By adding Embraer’s E-Jet family to its portfolio, Boeing bolsters its arsenal in the newest battlefront with Airbus: the market for 100-seat planes. The European aerospace giant took control of Bombardier Inc.’s C Series jet on July 1, through a joint venture it forged with no out-of-pocket cost. Boeing was left without a comparable offering, while Embraer, Bombardier’s main rival, faced a tough new competitor in Airbus’s global marketing organization.
Embraer, a jewel of Brazilian industry, will remain a separate company that makes military and private jets while reaping a revenue stream from the new partnership. The structure, along with the company’s flagging sales and an increasingly challenging market, helped win the support of the Brazilian government.
Boeing was little changed at $332.90 in early trading in New York. Finalization of the deal is expected to continue in the coming months, the companies said. Assuming the pact wins regulatory approval, the transaction is expected to close by the end of next year. The partnership is expected to add to Boeing’s earnings beginning in 2020.
Engineering Expertise
For years, Boeing and Airbus focused on larger, more-profitable jetliners and shifted away from the smaller planes, which have similar development costs but sell for lower prices. Airbus’s deal with Bombardier, and Boeing’s pact with Embraer, signal that the big planemakers intend to deny a foothold in the lucrative narrow-body market to ambitious newcomers, such as Commercial Aircraft Corp. of China.
Embraer brings engineering talent that Boeing could tap for the new midrange jet on its drawing board, dubbed the 797 by analysts. Embraer also has lower-cost production capabilities that the Chicago-based planemaker could use to build components such as actuators and landing gear as it brings more supplier work in-house, said Canaccord Genuity analyst Ken Herbert.
The Brazilian company has overtaken Bombardier as the largest manufacturer of regional jets while burnishing its reputation for engineering prowess. In an industry where product delays are the norm, Embraer has introduced 10 all-new aircraft over the past 15 years, largely on-budget and on-time, Ron Epstein, an analyst at Bank of America Corp., wrote earlier this year.
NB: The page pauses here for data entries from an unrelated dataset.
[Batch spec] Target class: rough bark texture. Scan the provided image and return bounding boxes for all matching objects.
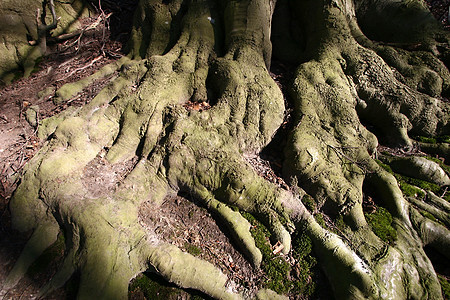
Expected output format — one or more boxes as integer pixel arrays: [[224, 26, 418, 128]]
[[0, 0, 450, 299]]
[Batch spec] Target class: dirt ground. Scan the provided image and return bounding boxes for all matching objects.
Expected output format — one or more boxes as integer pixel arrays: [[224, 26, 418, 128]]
[[0, 0, 450, 299]]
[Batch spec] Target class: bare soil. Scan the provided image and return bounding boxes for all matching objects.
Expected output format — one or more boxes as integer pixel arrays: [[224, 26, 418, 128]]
[[0, 0, 450, 299]]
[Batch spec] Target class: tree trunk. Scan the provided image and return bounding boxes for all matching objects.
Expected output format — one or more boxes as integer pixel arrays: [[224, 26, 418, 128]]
[[0, 0, 450, 299]]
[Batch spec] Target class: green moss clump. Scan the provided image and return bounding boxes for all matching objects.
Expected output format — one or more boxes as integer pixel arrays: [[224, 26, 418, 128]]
[[28, 234, 65, 276], [184, 243, 202, 256], [364, 207, 397, 243], [438, 275, 450, 299], [291, 232, 317, 296], [129, 274, 177, 299], [302, 194, 317, 212], [334, 215, 348, 231], [416, 136, 437, 144], [314, 213, 326, 228], [241, 212, 317, 296], [419, 210, 439, 222], [414, 135, 450, 144], [425, 156, 450, 174], [375, 160, 442, 198], [241, 212, 292, 294], [398, 180, 425, 197], [128, 273, 205, 300], [375, 159, 394, 174]]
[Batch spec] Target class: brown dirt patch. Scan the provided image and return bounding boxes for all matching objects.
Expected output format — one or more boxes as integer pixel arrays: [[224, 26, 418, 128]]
[[139, 195, 264, 299]]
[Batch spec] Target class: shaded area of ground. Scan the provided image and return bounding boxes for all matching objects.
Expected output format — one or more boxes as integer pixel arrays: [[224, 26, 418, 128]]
[[0, 0, 450, 299]]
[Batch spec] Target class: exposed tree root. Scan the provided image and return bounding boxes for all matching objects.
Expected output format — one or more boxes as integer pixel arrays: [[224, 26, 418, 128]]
[[5, 0, 450, 299]]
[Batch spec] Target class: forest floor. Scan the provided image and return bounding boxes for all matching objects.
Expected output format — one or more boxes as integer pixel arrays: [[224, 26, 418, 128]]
[[0, 0, 450, 299]]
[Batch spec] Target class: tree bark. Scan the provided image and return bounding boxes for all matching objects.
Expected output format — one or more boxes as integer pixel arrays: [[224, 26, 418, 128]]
[[3, 0, 450, 299]]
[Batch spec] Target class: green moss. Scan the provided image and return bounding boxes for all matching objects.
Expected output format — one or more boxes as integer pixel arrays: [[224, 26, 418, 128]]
[[291, 232, 317, 296], [396, 175, 441, 195], [334, 215, 348, 231], [129, 274, 178, 299], [399, 180, 425, 197], [375, 159, 394, 174], [314, 213, 326, 228], [419, 210, 439, 222], [438, 275, 450, 299], [128, 273, 207, 300], [375, 159, 440, 198], [184, 243, 203, 256], [302, 194, 317, 212], [415, 136, 437, 144], [241, 212, 293, 294], [365, 207, 397, 243], [415, 135, 450, 144], [28, 234, 65, 276], [425, 156, 450, 174], [241, 212, 317, 296]]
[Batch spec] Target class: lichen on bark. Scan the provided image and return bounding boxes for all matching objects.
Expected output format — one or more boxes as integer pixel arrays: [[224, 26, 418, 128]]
[[0, 0, 449, 299]]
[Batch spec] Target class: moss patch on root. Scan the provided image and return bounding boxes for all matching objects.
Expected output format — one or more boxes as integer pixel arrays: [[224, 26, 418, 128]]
[[365, 207, 397, 243], [241, 212, 317, 296], [128, 273, 206, 300], [438, 275, 450, 299]]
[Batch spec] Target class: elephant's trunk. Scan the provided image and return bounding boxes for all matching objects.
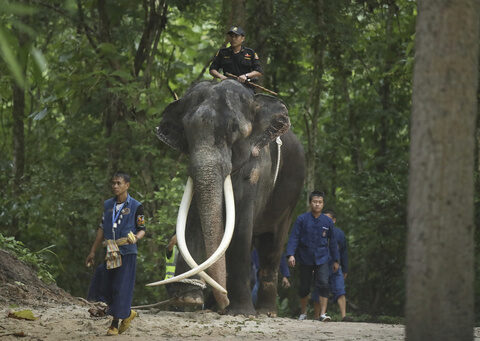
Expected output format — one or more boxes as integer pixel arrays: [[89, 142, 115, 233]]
[[192, 165, 229, 309]]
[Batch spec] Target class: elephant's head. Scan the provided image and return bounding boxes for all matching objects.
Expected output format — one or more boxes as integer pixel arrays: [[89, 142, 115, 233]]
[[152, 80, 290, 307]]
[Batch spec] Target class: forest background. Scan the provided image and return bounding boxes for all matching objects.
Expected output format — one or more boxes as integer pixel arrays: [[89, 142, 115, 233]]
[[0, 0, 480, 321]]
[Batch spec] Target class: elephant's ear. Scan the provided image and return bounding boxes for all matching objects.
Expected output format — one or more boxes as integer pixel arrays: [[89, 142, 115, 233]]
[[156, 100, 188, 153], [249, 94, 290, 154]]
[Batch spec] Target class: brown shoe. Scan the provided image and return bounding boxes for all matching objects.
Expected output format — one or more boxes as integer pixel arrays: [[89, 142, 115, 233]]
[[118, 310, 137, 334], [107, 326, 118, 336]]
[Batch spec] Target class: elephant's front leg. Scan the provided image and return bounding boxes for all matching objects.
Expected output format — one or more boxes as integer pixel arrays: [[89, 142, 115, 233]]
[[227, 205, 255, 315], [257, 233, 282, 317]]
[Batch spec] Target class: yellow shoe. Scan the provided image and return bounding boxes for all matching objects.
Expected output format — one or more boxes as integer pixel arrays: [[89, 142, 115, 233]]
[[107, 326, 118, 336], [118, 310, 137, 334]]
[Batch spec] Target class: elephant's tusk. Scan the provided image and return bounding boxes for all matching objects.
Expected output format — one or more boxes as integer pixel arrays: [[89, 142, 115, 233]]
[[150, 177, 227, 293], [147, 175, 235, 293]]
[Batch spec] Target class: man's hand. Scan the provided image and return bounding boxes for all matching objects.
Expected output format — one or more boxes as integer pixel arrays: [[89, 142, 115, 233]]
[[85, 252, 95, 268], [288, 256, 295, 268], [237, 74, 248, 83], [167, 234, 177, 251]]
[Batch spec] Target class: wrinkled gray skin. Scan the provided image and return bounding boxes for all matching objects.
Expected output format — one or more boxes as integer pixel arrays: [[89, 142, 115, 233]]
[[157, 80, 305, 314]]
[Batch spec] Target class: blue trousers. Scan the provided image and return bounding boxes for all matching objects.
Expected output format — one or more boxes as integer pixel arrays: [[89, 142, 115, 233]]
[[105, 254, 137, 319]]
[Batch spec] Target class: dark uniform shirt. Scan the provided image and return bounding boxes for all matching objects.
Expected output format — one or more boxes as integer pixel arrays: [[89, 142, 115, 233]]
[[210, 46, 262, 76]]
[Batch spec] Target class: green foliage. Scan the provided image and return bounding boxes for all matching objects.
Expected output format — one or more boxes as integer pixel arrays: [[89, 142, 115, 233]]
[[0, 0, 480, 323], [0, 233, 55, 284]]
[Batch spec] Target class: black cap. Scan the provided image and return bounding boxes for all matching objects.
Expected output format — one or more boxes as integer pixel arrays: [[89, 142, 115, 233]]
[[227, 26, 245, 36]]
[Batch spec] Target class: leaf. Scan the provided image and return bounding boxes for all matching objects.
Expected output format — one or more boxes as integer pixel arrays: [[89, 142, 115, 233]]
[[29, 108, 48, 121], [8, 310, 38, 321], [112, 70, 133, 80], [32, 47, 47, 72], [0, 27, 25, 87]]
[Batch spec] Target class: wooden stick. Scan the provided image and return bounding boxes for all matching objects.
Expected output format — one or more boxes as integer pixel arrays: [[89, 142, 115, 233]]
[[225, 72, 278, 96]]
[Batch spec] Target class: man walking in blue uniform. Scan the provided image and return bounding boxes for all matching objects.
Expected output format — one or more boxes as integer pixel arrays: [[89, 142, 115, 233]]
[[286, 191, 339, 322], [85, 172, 145, 335], [312, 209, 353, 322]]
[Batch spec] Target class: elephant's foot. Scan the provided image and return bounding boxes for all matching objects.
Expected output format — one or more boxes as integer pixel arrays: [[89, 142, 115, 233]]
[[175, 294, 203, 305], [174, 283, 204, 306], [257, 281, 277, 317], [257, 309, 278, 318], [226, 306, 257, 317], [213, 290, 230, 311]]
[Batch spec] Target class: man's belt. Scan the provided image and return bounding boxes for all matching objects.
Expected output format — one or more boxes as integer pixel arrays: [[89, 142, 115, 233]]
[[103, 231, 136, 269]]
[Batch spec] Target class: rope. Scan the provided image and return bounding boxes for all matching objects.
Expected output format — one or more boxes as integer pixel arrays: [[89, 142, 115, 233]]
[[273, 136, 283, 186]]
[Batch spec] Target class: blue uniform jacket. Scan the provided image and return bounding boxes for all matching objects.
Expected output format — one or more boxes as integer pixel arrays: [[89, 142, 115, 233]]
[[102, 195, 141, 255], [333, 227, 348, 273], [287, 212, 339, 265]]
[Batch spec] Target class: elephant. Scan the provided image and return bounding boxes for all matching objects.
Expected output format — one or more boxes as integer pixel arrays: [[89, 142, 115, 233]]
[[149, 79, 305, 316]]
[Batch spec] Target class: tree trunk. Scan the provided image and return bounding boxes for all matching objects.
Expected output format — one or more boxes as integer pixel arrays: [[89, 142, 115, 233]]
[[406, 0, 479, 341], [305, 1, 325, 203]]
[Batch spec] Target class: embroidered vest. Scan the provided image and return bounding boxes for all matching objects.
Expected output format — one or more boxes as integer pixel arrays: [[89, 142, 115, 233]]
[[102, 196, 141, 255]]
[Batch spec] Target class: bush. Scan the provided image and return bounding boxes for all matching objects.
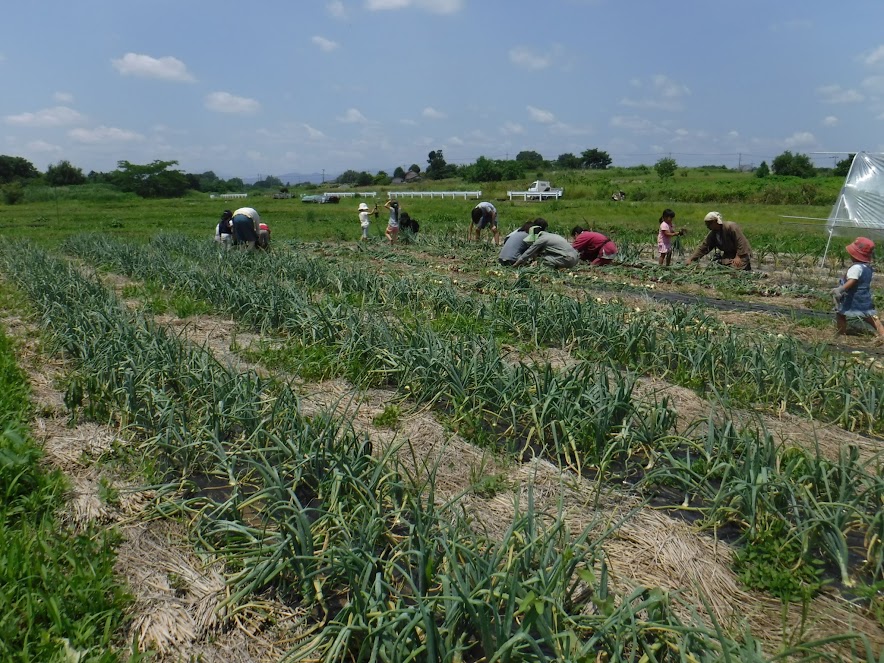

The Sao Jose dos Campos, Brazil-based planemaker debuted the first of its E2 family of upgraded jets this year. The E190-E2 competes directly with Bombardier’s smallest C Series, seating as many as 114 travelers and powered by the same Pratt & Whitney geared turbofans as the Canadian jet.
Created in 1969 by the Brazilian government and privatized in 1994, Embraer has been touted as a source of national pride for the commodities-driven country and an example of efficiency and innovation, though corruption scandals in the past few years have tainted that image.